A impressão que se tem do atual cenário da diplomacia climática é que após quase 30 anos de conferências em torno da Conferência do Clima - UNFCCC, chegamos a uma situação em que os lobbies fizeram o seu trabalho e, como numa luta de boxe, estamos todos num "clinch", quando um lutador agarra o outro. É preciso afastar os lutadores, ou permanecerão numa situação de impasse ou letargia e estagnação. No caso da agenda climática, para sair do clinch precisamos de novos atores junto à mesa de decisão climática e, estou certo, que as cidades podem fazer toda a diferença. Poderão ser o elemento novo, que pela legitimidade de representar uma força política inegável, ajudarão a virar o jogo.
Maior protagonismo das cidades
Na COP26, em Glasgow, fiz parte de uma comissão de prefeitos de várias partes do mundo que teve uma audiência com o secretário-geral da ONU, António Guterres, e reivindicamos uma participação efetiva das cidades no processo decisório. Nas conferências seguintes as oportunidades foram aumentando até que em Dubai foi aprovado o CHAMP e outras medidas efetivas para buscar uma presença maior das cidades no processo decisório.
O CHAMP foi desenvolvido mediante consultas a lideranças subnacionais e com o trabalho de organizações como: ICLEI, America Is All In, Bloomberg Philanthropies, C40 Cities, CDP, European Climate Foundation, the Global Covenant of Mayors for Climate and Energy, NDC Partnership, UN Climate Change High-Level Champions, Under2 Coalition, UN-Habitat, WRI Ross Center for Sustainable Cities e outras.

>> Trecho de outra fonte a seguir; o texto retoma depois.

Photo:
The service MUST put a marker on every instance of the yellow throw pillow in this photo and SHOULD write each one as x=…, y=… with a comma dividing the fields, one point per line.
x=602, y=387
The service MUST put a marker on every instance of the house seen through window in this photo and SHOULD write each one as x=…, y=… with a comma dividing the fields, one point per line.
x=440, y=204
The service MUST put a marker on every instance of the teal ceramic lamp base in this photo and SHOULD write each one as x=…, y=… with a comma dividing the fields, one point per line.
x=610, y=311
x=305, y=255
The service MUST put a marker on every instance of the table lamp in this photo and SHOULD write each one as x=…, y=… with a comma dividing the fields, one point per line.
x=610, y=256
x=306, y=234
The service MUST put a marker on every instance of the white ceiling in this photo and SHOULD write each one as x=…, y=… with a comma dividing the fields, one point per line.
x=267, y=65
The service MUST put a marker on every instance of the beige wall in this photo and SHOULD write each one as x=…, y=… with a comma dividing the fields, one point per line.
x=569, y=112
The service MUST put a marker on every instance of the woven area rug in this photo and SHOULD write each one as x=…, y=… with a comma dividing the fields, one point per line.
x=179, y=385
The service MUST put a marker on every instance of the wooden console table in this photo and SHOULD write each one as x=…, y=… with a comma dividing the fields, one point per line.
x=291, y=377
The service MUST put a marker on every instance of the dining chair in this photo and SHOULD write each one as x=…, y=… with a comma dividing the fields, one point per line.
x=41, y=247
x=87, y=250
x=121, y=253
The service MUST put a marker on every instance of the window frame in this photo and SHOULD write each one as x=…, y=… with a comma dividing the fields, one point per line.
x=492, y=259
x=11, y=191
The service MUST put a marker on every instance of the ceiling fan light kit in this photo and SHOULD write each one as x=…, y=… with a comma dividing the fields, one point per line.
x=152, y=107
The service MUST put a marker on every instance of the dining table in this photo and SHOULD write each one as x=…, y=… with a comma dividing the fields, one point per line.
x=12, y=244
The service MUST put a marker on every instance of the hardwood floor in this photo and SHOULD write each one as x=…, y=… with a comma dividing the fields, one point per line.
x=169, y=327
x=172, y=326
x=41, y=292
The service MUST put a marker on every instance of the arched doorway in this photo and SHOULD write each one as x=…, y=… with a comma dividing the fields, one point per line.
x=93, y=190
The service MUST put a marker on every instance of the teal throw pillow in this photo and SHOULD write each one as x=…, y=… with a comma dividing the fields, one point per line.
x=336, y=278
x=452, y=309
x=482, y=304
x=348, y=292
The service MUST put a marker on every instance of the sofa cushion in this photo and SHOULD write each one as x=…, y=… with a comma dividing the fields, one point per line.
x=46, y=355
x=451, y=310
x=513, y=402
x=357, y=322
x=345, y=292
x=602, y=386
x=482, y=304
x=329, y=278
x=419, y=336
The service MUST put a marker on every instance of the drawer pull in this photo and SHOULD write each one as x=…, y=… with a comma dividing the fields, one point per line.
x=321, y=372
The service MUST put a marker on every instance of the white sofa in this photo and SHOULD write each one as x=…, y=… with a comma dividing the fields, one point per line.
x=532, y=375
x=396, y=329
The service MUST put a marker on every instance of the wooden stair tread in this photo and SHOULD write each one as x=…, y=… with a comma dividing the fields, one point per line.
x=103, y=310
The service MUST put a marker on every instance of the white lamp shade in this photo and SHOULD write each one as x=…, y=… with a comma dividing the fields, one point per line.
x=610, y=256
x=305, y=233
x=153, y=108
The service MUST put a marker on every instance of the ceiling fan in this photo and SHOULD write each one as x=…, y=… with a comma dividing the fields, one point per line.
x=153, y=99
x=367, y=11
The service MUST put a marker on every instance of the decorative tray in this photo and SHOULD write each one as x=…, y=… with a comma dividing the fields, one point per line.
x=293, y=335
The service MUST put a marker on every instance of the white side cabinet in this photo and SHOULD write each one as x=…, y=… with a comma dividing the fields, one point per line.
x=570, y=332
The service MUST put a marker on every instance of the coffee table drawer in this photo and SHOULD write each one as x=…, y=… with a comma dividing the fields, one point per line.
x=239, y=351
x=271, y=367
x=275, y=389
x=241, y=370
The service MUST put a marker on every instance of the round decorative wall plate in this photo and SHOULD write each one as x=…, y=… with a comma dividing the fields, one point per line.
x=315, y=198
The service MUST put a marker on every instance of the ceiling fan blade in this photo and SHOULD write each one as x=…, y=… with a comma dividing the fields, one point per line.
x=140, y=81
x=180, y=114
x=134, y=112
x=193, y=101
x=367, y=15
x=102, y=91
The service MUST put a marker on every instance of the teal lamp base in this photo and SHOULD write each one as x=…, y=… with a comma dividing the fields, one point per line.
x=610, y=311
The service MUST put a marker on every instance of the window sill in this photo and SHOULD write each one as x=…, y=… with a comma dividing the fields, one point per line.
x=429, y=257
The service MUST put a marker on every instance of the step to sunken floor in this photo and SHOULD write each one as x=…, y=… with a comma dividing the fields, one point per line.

O esforço atual é de construir o devido respaldo e fortalecimento político dos governos subnacionais. Durante o evento em Bonn, a associação que reúne as cidades alemãs decidiu apoiar o CHAMP e a FNP formalizou a sua adesão em 17 de junho, durante evento em São Paulo. As organizações congêneres dos EUA e Colômbia estão se mobilizando para fazer o mesmo e outras organizações municipalistas de outros países devem seguir.
O exemplo de Niterói
- Secretaria Municipal de Defesa Civil e Geotecnia (atuação: resiliência, ações preventivas, formação de voluntários e resposta a emergências climáticas),
- EMUSA (obras de contenção de encostas e drenagem),
- Secretaria Municipal de Obras (Programa Região Oceânica Sustentável - PRO Sustentável),
- Secretaria Municipal de Conservação e Serviços Públicos (arborização urbana e manutenção de drenagens, transição energética na frota municipal),
- Secretaria de Meio Ambiente (gestão de unidades de conservação, proteção a áreas verdes e reflorestamento),
- Secretaria Municipal de Urbanismo e Mobilidade (planejamento urbano, mobilidade sustentável e transição energética no transporte: ônibus),
- Coordenadoria do Niterói de Bicicleta (transporte ativo sustentável)
- Secretaria Municipal de Ciência, Tecnologia e Inovação (inclusão da sustentabilidade e clima no ecossistema de inovação da cidade)
- e outras unidades.
ADAPTAÇÃO E MITIGAÇÃO: A Prefeitura desenvolve agora o Plano de Adaptação, Mitigação e Resiliência da Cidade de Niterói que reúne e sistematiza todas as ações climáticas e projeta novas metas para o futuro.